I wouldn't do the lemon juice, I'd let it be. As a teenager I used to put lemon juice in my hair, and it did lighten it.  But, it dries it out, too. You don't want to do anything to your hair that could make it dry or brittle. I'd call the salon, and see what their suggestion is.


----------



## morepls

I've read on some previous threads that you can use clarifying shampoo and that can help take some of the color out.  Also, washing with dishwashing detergent does the trick as well but it is very drying.  So make sure you condition, condition, condition.  Good luck!


----------



## Prada Psycho

xikry5talix said:


> Okay, I'll try to wait it out for a week!
> 
> I've heard putting lemon in your hair then standing in the sun for a couple minutes lightens it up. Anyone know if this is true?


 
Melissa is right about this, stick with the salon. The lemon trick does work, but only on untreated, light brown to blonde hair colors. And the acid in lemon will indeed further damage your overprocessed hair.

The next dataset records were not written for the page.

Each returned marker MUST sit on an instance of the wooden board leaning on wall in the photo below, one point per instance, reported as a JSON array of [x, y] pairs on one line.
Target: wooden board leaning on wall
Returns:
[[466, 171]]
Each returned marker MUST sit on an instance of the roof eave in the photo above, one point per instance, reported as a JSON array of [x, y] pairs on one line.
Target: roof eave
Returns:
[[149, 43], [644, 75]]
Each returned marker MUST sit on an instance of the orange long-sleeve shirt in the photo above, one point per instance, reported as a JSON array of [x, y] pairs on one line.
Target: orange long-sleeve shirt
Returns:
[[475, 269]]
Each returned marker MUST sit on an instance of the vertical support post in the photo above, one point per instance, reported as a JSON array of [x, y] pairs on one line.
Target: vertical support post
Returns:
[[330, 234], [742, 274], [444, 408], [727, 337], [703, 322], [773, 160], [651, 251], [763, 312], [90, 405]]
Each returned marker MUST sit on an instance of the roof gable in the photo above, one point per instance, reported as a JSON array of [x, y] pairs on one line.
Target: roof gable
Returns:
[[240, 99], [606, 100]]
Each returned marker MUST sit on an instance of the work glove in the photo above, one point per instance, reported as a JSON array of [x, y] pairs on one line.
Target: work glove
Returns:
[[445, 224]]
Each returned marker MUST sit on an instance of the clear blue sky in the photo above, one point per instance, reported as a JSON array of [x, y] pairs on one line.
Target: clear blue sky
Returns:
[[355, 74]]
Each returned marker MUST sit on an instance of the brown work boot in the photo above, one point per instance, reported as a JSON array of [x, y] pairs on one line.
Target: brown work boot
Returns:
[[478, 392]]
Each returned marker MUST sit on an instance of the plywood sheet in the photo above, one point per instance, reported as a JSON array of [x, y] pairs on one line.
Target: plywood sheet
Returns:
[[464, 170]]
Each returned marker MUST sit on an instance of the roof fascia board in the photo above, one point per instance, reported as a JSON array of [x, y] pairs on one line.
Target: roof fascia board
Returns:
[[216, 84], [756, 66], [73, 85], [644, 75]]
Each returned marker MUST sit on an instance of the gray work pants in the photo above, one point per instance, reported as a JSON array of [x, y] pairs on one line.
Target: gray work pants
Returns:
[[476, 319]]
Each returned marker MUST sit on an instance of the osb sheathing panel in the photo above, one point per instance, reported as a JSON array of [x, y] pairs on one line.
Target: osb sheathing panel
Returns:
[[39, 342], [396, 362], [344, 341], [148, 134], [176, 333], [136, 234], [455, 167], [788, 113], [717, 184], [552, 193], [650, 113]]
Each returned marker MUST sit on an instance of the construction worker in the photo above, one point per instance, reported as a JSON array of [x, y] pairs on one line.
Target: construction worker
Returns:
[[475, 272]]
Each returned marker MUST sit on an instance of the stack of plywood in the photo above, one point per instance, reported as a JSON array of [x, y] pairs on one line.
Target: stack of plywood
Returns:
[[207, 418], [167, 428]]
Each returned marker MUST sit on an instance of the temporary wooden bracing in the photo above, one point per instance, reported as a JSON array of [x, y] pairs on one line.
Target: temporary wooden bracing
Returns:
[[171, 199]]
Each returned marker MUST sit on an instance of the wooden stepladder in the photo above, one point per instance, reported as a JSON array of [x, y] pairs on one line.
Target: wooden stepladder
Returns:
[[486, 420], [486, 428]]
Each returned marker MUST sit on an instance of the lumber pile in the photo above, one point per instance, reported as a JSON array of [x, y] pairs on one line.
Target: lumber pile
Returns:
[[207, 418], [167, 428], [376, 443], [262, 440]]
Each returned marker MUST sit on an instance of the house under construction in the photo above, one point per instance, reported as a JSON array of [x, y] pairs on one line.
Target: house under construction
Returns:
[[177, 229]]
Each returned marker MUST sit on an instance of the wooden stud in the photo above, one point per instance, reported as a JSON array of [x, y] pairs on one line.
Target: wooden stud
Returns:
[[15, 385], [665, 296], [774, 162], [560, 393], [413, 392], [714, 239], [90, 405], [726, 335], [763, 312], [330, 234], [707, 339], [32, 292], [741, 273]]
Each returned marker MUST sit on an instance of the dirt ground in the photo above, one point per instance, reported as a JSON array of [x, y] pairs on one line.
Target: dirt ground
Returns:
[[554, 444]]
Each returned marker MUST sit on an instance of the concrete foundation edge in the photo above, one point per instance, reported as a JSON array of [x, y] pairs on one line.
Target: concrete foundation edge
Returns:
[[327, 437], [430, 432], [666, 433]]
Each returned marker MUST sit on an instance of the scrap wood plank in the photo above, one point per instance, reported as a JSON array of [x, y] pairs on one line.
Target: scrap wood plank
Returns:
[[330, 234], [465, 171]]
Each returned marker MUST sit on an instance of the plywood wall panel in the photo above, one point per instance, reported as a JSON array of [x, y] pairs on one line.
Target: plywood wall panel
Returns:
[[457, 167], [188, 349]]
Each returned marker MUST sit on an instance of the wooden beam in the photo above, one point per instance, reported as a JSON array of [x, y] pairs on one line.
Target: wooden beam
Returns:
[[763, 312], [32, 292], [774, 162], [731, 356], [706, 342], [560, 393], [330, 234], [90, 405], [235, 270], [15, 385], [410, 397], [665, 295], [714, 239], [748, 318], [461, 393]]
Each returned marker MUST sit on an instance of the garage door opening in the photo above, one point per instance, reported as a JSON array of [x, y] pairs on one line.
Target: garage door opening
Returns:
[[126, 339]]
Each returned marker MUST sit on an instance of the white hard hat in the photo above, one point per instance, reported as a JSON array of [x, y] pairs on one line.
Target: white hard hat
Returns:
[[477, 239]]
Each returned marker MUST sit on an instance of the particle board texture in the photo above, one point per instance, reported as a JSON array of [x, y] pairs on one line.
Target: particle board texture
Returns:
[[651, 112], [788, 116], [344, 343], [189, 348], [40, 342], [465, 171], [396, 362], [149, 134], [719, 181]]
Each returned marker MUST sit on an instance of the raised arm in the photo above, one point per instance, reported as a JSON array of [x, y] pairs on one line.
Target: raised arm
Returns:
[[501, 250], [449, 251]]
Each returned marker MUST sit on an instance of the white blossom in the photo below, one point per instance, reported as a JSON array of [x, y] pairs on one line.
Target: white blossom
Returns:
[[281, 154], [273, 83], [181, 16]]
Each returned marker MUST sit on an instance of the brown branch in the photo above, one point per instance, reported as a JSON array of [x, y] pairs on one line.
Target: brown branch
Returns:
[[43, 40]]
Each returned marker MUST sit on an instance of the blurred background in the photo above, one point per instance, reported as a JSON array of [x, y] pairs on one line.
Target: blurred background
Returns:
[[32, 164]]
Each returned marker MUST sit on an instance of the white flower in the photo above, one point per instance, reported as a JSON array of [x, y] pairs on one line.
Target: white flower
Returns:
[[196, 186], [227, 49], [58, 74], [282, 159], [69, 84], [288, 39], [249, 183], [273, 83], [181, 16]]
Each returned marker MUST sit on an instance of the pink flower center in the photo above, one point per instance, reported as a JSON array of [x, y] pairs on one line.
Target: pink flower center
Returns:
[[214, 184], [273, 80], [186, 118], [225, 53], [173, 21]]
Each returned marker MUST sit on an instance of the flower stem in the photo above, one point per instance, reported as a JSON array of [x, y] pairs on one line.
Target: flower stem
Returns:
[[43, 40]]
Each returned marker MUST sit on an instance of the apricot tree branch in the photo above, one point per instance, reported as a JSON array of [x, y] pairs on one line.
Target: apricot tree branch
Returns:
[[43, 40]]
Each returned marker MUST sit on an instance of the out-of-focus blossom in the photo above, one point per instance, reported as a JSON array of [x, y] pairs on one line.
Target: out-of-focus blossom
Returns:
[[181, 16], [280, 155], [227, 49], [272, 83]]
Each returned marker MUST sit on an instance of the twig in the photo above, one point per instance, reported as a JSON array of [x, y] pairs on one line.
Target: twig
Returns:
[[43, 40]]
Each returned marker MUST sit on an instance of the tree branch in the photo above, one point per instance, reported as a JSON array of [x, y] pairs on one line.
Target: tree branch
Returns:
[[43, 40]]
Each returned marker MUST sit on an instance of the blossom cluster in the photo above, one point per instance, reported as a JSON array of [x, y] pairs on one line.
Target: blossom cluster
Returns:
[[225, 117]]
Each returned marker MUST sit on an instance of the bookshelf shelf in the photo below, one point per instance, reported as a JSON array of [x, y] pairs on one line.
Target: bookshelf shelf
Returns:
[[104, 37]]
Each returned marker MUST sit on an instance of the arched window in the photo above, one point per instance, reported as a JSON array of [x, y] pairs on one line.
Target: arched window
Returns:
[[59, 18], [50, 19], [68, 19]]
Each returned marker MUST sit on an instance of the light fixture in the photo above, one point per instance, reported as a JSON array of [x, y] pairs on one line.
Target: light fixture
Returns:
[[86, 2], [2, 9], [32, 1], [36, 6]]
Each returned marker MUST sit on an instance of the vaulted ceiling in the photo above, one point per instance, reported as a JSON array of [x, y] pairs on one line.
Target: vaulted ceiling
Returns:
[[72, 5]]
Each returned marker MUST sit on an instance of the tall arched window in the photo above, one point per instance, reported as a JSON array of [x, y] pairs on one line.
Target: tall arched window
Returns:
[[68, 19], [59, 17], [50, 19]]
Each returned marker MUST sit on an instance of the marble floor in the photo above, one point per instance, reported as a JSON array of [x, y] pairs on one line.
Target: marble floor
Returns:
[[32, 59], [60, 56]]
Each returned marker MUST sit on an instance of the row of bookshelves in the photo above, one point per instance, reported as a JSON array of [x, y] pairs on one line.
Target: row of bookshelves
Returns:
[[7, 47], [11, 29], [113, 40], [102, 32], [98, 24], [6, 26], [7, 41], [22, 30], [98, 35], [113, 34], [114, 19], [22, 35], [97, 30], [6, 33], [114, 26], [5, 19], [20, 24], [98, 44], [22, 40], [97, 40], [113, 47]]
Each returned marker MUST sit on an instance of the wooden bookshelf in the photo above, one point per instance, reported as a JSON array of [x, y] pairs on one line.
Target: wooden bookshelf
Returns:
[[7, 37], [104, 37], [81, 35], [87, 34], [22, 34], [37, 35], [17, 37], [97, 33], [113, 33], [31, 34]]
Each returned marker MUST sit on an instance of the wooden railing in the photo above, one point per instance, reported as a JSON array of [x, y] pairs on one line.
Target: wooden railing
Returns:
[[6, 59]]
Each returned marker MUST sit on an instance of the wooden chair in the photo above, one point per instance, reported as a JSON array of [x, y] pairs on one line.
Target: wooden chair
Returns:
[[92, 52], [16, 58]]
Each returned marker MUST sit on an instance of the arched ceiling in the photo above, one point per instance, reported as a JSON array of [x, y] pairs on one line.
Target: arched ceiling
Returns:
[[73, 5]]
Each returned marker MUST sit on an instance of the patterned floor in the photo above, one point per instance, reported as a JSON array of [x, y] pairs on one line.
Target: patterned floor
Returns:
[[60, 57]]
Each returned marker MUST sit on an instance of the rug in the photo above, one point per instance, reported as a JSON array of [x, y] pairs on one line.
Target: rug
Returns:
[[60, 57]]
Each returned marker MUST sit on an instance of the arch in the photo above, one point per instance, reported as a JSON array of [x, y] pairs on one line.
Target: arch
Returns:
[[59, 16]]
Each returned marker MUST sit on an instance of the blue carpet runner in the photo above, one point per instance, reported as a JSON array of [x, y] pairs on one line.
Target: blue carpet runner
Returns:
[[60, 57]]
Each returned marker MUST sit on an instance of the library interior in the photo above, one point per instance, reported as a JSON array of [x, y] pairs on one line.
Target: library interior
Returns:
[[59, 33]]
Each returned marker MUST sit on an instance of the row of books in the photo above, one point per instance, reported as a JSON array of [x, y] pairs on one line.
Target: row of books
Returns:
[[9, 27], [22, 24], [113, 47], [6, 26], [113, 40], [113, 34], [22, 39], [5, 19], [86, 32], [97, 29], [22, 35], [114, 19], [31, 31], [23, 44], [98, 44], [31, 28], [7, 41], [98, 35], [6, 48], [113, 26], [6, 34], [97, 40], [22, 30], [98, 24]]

I've been in your shoes before: I once had my dark brown toner turn my hair moldy green!  This was literally decades ago though and my only option was to go back to the store (in a scarf) and get some color stripper, THEN retone my hair. Talk about straw hair!!! ush:


----------



## hellooholly

i agree w going back to the salon, cos it's their fault. they'll probably do a mild bleach all-over, and as professionals should be able to without much damage.

don't try to recolour it using a lighter permanent shade - the tints will just add up and get darker.

don't do lemon juice - it's too drying.
anti-dandruff shampoo does fade colour a little, but not much..


----------



## twinkie

These two threads have a little info that might help you out!  


http://forum.purseblog.com/the-beau...gg-42017.html?highlight=paul+mitchell+shampoo

http://forum.purseblog.com/the-beauty-bar/semi-perm-hair-dye-41869.html


----------



## xikry5talix

I used a clarifying shampoo today and it helped a lot. I could see the dark dye coming out but it must be pretty damn dark because my hair is still black. I'm going continue using the shampoo for a week and see how it turns out. If in a week it doesn't get light enough, I'll just go back to the salon and get them to do something about it, I need a hair trim anyways. For now, I'm kinda enjoying being a dark haired vixen! =) Thanks ladies!


----------



## btjchick

hey that just happened to me what shampoo brand did you use?


----------



## AshLV

There is something called Color Oops that works really well. I've used it a few times. It takes the dye out of your hair without bleaching or damaging it. The last time I used it my hair was supposed to turn dark brown but turned almost blue-black. I ran to the store and bought this, and it took it down to a dark chocolate brown which is exactly what I was going for. Once you use it, you can redye your hair or just leave it the color it turns. The application is basically like a home hair dye, and I left it on about 45 minutes. You can actually see the color changing, so you can judge when you want to rinse it out. You may need two bottles if your hair is really long or thick. It's only around $13, and can be purchased at any drugstore, I got mine at CVS. Hope this helps, I know how horrible it feels when that happens!


----------



## Necromancer

*xikry*, the easiest thing would be to return to the salon and get them to correct it. Don't attempt to do it yourself, let them fix it.


----------



## purseprincess32

I would go to a salon bleach is harsh. They can highlight sections of your hair to lighten it so you don't have to recolor it entirely.


----------



## cassssyyy

try using a volumizing shampoo. my hairdresser told me that it strips your hair of the oils which makes the color lighten up quicker.


----------



## luvprada

Mine is a little darker brown today than it has been.  It was going lighter but the top got too light at the roots. Haven't hard it this dark in a couple of years.  Takes some getting used to but I am going to tough it out.


----------



## LilMizzAartz

xikry5talix said:


> Okay, I'll try to wait it out for a week!
> 
> I've heard putting lemon in your hair then standing in the sun for a couple minutes lightens it up. Anyone know if this is true?



http://www.hairstyle.com/hair-advice/lighten-hair-with-lemon-juice.htm
or there is a product called sun-in but if u leave it in to long it can mess u your hair


----------